Otro de los profesores entro corriendo en la sala.

- ¡NOS ATACAN!. ¡MOTIFAGOS!.- mas de uno miro a Harry. El chico y sus amigos ya estaban de pie varita en mano.

- ¡Que nadie salga de esta sala!. ¡Protéjanse y esperen!.- dijo el moreno en voz alta.

- ¡Señor Potter!. ¿Que demonios cree que hace?.- dijo Bonham.

- Están aquí para matarme y no pararan hasta que me encuentren. Mataran a cualquiera que vean.- algunas chicas se asustaron.

- Se da demasiada importancia.- le respondió el profesor.

- ¿Cuantos ataques ha sufrido este centro?.- no respondió.- Lo que pensé.

- Créanos profesor, aunque no lo parezca sabemos que hacer.- dijo Hermione.

- No lo dudo pero dentro de este centro yo soy el responsable de su seguridad. Y por lo tanto…- Cinco encapuchados entraron en la sala.

Al verlos alli parados les apuntaron con las varitas. Los chicos no lo pensaron un segundo.

Cuando uno apunto al mago que había entrado avisando fue lo ultimo que tuvo tiempo de hacer.

Los cuatro chicos atacaron a la vez. Harry lanzo un protego al mago y sus amigos atacaron a los demás. Solo uno pudo protegerse. Los otros dos se movieron hacia los lados para pelear.

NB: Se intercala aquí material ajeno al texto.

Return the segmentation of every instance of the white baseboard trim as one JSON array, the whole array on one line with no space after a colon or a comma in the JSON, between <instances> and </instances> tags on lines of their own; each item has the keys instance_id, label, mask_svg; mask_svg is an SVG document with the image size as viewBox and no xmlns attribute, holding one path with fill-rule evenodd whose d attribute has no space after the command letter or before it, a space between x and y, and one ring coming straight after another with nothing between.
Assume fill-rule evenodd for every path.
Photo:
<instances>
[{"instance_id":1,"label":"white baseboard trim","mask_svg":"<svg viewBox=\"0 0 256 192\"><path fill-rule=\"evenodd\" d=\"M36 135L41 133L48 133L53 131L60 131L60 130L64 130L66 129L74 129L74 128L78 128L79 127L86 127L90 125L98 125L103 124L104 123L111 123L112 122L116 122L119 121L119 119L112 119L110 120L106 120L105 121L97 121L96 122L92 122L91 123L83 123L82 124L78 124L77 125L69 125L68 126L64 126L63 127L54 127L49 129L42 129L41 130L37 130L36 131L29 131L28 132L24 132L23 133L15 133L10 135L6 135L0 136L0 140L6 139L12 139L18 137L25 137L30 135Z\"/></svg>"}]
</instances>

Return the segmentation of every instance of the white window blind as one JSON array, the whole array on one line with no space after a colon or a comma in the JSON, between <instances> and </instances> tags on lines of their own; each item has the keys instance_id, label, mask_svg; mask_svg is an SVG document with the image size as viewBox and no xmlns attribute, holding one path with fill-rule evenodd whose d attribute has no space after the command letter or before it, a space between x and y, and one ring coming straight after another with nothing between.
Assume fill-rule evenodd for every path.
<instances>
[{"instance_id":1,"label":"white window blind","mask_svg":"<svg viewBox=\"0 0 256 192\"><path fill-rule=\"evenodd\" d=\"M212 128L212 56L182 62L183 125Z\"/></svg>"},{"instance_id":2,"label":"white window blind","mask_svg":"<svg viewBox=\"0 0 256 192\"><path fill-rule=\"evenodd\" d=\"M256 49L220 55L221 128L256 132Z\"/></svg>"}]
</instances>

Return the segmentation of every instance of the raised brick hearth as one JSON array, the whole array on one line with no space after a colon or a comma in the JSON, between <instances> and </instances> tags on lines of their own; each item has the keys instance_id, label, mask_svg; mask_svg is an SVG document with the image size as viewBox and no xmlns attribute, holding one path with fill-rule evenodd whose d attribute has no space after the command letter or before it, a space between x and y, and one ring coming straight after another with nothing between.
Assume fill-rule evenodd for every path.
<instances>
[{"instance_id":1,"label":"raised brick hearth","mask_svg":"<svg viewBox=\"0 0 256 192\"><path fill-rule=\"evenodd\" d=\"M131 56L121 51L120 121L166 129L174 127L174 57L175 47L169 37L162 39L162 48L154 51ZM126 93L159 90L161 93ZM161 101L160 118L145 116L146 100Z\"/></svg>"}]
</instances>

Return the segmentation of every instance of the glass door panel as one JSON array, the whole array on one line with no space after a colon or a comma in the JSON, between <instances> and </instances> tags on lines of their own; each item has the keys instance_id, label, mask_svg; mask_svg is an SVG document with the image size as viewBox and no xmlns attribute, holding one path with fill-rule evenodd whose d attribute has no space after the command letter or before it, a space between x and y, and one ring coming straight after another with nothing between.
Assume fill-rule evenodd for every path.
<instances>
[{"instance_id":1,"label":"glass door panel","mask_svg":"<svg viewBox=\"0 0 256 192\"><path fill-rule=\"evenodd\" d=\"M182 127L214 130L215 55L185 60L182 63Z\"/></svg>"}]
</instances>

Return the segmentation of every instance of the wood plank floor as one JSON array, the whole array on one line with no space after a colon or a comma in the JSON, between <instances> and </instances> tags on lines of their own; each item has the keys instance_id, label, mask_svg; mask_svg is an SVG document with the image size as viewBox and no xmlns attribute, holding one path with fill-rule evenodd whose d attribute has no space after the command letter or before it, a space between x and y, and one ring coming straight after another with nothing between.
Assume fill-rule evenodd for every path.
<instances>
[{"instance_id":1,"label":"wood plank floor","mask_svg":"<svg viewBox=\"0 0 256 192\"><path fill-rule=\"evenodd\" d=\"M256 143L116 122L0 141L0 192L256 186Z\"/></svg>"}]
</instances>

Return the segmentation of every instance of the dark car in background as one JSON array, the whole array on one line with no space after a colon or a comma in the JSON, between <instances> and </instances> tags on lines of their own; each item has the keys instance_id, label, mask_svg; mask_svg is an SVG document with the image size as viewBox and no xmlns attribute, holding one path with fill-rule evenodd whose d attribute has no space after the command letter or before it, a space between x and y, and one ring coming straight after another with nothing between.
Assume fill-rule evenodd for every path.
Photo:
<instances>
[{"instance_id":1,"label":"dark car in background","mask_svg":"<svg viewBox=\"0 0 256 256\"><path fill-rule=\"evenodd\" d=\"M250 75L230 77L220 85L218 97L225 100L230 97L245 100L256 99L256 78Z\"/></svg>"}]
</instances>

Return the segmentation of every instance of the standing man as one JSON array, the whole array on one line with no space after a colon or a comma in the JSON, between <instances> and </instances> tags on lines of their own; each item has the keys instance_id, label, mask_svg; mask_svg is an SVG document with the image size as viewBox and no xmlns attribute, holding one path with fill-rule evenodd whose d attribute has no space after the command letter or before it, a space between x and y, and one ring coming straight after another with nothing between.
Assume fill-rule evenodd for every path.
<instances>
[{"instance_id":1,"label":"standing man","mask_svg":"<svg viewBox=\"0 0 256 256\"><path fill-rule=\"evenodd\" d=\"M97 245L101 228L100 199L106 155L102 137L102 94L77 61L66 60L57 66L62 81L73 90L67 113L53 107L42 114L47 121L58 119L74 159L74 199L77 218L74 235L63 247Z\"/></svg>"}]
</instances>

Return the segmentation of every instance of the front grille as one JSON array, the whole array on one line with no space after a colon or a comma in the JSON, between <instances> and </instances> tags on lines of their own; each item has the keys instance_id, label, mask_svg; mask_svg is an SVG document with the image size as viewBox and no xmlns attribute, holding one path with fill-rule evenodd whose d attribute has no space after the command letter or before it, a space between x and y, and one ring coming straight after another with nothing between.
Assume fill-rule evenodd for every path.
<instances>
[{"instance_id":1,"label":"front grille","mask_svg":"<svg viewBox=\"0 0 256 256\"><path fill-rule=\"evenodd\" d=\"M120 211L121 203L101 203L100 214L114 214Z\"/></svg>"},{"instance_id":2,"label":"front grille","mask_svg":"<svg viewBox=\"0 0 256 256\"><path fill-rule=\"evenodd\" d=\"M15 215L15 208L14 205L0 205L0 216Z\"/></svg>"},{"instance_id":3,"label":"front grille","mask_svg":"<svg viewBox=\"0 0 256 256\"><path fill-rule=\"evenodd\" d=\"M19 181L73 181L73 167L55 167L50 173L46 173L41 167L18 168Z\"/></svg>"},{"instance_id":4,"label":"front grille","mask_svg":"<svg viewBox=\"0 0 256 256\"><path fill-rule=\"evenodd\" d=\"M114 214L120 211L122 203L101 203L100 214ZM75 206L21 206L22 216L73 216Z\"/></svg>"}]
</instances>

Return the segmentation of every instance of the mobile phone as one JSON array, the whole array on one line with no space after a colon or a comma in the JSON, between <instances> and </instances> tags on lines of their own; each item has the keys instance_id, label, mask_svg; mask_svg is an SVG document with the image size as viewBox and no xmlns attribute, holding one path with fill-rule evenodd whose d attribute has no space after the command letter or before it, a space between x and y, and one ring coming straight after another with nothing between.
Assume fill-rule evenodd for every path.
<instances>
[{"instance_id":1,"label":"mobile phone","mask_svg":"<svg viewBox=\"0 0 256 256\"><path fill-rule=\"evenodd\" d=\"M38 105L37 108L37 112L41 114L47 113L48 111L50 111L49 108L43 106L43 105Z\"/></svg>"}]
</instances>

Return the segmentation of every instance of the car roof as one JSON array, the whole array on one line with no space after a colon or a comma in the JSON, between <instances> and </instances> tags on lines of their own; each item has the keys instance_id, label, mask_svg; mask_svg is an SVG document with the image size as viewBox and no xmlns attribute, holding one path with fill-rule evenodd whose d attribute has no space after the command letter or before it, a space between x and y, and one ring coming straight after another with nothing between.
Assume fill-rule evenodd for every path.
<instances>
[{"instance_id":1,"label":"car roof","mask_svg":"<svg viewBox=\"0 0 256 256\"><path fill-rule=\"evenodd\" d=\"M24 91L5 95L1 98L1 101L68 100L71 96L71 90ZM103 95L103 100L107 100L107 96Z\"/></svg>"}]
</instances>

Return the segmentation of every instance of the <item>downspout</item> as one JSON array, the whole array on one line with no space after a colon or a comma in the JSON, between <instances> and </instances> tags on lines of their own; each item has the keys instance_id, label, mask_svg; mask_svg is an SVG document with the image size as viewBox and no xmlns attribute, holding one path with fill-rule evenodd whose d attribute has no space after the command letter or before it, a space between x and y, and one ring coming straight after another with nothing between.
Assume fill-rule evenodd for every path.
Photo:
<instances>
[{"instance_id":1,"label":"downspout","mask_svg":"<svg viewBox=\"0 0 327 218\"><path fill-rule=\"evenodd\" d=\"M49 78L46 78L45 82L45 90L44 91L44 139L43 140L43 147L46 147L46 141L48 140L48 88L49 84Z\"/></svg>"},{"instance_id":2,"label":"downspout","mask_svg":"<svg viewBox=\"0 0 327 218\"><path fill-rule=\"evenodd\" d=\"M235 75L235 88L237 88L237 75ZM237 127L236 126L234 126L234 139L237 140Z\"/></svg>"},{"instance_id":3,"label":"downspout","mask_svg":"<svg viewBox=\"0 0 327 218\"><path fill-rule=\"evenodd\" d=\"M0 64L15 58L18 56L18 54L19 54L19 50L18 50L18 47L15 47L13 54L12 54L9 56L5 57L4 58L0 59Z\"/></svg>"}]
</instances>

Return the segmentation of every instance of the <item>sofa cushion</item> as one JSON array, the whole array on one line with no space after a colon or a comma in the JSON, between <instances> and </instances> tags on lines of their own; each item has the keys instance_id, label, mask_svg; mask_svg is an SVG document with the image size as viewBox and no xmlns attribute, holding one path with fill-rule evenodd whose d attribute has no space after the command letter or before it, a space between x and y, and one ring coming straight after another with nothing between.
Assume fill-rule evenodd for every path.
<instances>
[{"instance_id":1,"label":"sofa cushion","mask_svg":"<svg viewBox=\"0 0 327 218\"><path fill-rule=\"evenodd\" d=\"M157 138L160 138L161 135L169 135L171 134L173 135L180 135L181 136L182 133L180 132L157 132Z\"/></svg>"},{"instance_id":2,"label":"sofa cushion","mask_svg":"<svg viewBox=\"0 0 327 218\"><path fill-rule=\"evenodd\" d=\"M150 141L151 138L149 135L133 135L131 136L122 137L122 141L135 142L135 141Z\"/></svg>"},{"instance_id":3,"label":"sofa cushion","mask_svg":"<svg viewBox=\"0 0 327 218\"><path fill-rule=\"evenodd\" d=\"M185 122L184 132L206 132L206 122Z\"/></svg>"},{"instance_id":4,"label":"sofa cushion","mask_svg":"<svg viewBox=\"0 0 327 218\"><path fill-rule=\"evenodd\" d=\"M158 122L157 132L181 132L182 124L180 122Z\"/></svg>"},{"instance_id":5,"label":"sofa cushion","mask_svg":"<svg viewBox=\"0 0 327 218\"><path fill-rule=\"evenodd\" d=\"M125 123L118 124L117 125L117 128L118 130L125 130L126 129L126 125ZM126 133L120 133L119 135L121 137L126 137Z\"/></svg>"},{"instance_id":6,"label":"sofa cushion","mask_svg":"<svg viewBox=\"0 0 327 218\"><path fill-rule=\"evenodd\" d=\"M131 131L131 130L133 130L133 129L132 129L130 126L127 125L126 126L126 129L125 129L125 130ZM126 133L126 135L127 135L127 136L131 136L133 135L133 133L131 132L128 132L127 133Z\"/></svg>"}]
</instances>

Bonham trato de lanzar un hechizo al mas cercano que lo paro, quedando frente al profesor.

- Muere.- el mortifago apunto al profesor que no se amilano.

Cuando se disponía a atacarlo, su varita salio volando hacia un lado y el mortifago hacia otro. El profesor miro alucinado a su salvador. No había oído a Potter lanzar el hechizo y por la fuerza y distancia a la que salio el Mortifago tuvo que ser de gran potencia.

Los dos restantes se defendían de los chicos como podían pero era evidente que no eran rivales para los cuatro amigos.

- Vamonos llamemos al resto.- dijo uno antes de que un hechizo de Pansy lo desarmara.

El último no tuvo opción cuando lanzo un rayo hacia el grupo y estos se apartaron cada uno en una dirección. Poco después caía al suelo y terminaba como los demás atado e indefenso.

- ¿Están todos bien?- pregunto Pansy.

- ¡Le han dado a Muuscher!.- dijo una chica junto a la aludida.

El profesor se acerco a la chica. Le basto un rápido movimiento de varita para saber que estaba perfectamente. Además de la quemadura sobre la banca donde dio el hechizo.

- Solo se desmayo por la impresión.- miro a los cuatro chicos.- Parece que saben bien lo que hacen. Nos quedaremos aquí y esperaremos. Tengan cuidado.

- Ustedes también.- dijo Ron.

Los cuatro salieron de la sala con la varita delante. El profesor con ayuda de otros recostó a la chica desmayada en los bancos y alzo la voz.

- Este es un buen ejemplo de calma y control.- los demás lo miraron.- Ante la situación sus compañeros se han mantenido tranquilos y han sabido reaccionar. Un comportamiento ideal para un medimago. Tengan presente eso.

No tengo excusas.

Las fiestas han sido una locura.

Y antes… mejor no seguir.

Vamos con los RR.

Anyuska 14: Doy por sentado que cualquiera puede hacer grandes cosas. ¿Por que no Pansy?.

Juansolvoropotter: Es cierto seria una gran carrera. Pero volveríamos a lo de antes. Estaría controlado por el ministerio de alguna forma. Además, ¿Ves a Harry y Ron estudiando para descubrir hechizos o funciones de vete a saber que cosa?. Eso seria más de Hermione y Pansy.

Susigaby: Ya he dicho que aunque tarde acabare esta historia y si puedo las otras que tengo en proyecto. Te diré que a los duendes les da igual lo que hagan con sus cosas los magos. Mientras no sea hecho por ellos.

Doy también las gracias a los dos nuevos lectores. Macabre-Wolf y Nocturnal Depression.

Se acerca el final de la historia a grandes pasos.

Gracias a todos y perdón por la espera.